- Born: 1965 (age 60–61) Canada
- Education: Ontario College of Art Rhode Island School of Design (M.F.A.)
- Known for: Glass artist

= Katherine Gray =

Canadian artist and professor (born 1965)

Katherine Gray (born 1965) is a Canadian glass artist and professor of art at California State University, San Bernardino. Her work includes vases, candelabras, and goblets, and some of her pieces are designed to fit inside each other.

==Early life and education==
Gray was born in Canada in 1965. She received an undergraduate degree from the Ontario College of Art and her Master of Fine Arts from Rhode Island School of Design.

== Career ==
Her works are in the Corning Museum of Glass, the Museum of American Glass, and the Tacoma Museum of Glass. Her works have also been exhibited internationally at Glasmuseet Ebeltoft in Denmark and Galerie Handwerk in Munich, Germany. Gray has won several grants and awards, including the Award of Merit from the Bellevue Art Museum in Washington and the ARC Completion Grant from the Center for Cultural Innovation in Los Angeles, California. She created one of her most well-known pieces, Forest Glass, by collecting glass from thrift shops and stores, then assembling the glass into the shape of trees. Gray creates functional art, including chandeliers, as well as works that "defy functionality." She also makes use of transparency in her work.

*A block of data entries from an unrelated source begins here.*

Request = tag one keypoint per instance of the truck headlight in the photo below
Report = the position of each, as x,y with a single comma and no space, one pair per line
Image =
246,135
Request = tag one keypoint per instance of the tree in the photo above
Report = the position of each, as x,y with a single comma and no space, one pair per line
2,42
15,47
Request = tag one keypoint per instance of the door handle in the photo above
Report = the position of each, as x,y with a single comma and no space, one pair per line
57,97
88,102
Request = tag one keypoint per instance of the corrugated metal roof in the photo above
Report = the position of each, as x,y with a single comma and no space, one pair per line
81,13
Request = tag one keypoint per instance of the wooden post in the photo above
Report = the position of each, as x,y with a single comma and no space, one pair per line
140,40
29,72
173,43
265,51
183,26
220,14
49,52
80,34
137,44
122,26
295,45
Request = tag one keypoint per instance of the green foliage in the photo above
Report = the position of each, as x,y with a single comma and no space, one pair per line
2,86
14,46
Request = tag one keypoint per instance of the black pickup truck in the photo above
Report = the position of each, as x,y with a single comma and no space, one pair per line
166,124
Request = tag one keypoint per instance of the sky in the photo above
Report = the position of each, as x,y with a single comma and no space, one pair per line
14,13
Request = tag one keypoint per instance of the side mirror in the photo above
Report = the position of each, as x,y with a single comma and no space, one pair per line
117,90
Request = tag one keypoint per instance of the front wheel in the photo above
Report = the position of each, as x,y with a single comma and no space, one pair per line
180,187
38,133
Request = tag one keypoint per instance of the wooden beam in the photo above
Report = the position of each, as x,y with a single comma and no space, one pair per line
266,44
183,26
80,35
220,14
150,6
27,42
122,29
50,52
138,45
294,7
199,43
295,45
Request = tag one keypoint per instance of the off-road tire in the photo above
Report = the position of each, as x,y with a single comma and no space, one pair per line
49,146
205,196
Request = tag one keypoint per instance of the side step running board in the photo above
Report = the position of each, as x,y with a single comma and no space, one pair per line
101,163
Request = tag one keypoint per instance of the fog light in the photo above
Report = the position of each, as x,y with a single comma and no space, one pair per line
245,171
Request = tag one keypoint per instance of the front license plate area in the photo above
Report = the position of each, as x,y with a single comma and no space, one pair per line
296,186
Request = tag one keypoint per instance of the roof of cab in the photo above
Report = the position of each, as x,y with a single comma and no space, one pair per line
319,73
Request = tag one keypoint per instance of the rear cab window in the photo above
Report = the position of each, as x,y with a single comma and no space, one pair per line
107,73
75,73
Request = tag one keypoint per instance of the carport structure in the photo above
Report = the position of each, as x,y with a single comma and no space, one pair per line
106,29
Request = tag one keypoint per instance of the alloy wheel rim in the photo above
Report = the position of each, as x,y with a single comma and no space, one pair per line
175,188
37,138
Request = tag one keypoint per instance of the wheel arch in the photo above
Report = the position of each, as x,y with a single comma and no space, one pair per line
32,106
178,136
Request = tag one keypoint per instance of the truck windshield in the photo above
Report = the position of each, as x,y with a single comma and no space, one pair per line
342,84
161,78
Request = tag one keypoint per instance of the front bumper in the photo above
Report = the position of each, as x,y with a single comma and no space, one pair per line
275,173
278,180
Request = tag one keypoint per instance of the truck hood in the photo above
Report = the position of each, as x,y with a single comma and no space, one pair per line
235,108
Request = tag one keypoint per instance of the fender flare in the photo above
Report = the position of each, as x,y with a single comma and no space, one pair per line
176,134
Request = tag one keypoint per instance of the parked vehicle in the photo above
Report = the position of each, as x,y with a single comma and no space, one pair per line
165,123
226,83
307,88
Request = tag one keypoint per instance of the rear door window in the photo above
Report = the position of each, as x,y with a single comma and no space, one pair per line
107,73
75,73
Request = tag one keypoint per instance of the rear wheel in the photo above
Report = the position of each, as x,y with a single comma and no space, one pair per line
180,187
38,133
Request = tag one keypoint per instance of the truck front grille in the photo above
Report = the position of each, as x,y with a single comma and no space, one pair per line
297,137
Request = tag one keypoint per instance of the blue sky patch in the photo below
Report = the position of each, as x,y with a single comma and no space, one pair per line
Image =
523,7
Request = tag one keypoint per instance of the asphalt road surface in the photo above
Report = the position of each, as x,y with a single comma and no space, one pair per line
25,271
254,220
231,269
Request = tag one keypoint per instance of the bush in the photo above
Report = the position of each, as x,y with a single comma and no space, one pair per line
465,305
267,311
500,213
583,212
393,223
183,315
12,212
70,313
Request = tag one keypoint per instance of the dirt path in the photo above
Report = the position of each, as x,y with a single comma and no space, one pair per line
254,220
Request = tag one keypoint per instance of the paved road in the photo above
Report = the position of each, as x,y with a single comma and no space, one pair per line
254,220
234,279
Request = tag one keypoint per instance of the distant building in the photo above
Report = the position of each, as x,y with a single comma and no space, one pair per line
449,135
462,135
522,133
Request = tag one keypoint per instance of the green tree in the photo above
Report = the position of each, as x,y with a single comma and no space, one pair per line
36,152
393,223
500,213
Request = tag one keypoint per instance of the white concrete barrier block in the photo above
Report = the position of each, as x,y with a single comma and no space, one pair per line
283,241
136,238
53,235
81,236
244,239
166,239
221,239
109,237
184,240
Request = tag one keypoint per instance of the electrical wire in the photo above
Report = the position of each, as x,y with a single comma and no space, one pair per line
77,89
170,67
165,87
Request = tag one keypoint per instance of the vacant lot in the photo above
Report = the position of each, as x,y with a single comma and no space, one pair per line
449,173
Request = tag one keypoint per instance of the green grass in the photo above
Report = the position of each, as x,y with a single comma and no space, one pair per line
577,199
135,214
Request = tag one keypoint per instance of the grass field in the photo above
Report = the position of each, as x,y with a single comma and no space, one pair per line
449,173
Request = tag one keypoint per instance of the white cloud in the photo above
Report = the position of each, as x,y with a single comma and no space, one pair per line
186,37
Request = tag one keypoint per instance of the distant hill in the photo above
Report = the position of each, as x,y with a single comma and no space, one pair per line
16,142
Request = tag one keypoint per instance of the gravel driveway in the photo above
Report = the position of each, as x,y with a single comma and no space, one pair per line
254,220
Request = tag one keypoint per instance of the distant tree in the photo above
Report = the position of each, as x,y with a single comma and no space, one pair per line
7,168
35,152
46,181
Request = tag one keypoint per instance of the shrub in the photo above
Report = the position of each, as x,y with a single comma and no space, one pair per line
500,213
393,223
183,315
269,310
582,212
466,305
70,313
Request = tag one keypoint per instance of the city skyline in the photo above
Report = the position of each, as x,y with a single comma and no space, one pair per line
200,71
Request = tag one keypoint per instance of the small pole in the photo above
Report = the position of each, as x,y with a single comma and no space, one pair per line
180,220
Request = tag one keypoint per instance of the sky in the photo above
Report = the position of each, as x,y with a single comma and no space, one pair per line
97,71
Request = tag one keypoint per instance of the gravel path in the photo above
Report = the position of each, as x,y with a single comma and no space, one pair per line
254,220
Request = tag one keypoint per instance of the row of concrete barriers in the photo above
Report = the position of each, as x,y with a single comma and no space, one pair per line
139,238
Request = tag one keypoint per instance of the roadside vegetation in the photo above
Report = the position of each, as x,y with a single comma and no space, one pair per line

Gray is an associate professor at California State University, San Bernardino and teaches workshops elsewhere. In addition to serving on the board of trustees for the Haystack Mountain School of Crafts (Deer Isle, Maine), Gray has contributed to Glass Magazine and Glass Gazette. Her solo show, "Katherine Gray: As Clear as the Experience," opened at the Craft and Folk Art Museum in Los Angeles in May 2018.

Gray appears as a judge on the Netflix show Blown Away.